Omk. I'm shitggaved om loincoln
I think that we as people have rights and that we should at the very least be warned before being subjected to Fergie
Whenever I'm sad I just imagine if babies were born with mustaches...
Watching Miami Social reminded me of how much I miss snorting coke with burger king straws in a life guard hut on the beach until we noticed someone was drowning.
Did you save them?
Who?
Why do you have Season One of Reba in your underwear drawer?
Why are you in my underwear drawer?
Ha Ha the cop that just pulled me over would like me to tell you hi!
I saw the video from Saturday. So, how much did I drink for me to think I was a duck and strip my clothes?
Housekeeping just called to see if we were okay bc they came in the room earlier and we didn't move.

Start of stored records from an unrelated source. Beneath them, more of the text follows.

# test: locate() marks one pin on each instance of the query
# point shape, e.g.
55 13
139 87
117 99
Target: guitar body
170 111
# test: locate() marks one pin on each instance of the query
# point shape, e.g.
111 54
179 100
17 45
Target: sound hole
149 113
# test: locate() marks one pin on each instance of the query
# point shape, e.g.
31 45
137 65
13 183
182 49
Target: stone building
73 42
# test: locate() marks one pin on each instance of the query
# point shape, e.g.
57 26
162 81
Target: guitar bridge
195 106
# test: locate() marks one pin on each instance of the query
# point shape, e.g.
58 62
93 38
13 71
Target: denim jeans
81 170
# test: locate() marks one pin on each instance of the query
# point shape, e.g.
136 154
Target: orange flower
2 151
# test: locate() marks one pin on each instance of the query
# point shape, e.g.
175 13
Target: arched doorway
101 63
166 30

We got three kegs and a backhoe. Now taking bets on what charges we end up getting arrested for. Will need bail money.
Just had a shirt made that says "I'm sorry" going to wear it every sat and sun morning for the foreseeable future
That commercial was clearly aspirational. I think Arbor Mist would pair nicely with Oscar Meyer
Strange request but for my birthday you should get me one of those vibrators that you can plug into your iPod that go along with the music.
today i was walking through gramercy with a dress bag from David's Bridal and a bag of McDonald's. No guy would make eye contact with me as I scarfed down my fries. I think I was mankind's walking night terror.
Yes but I said "let's get a dog" not a drunk human so some rules will be established this evening
my very deepest apologies for the unintentional cock block.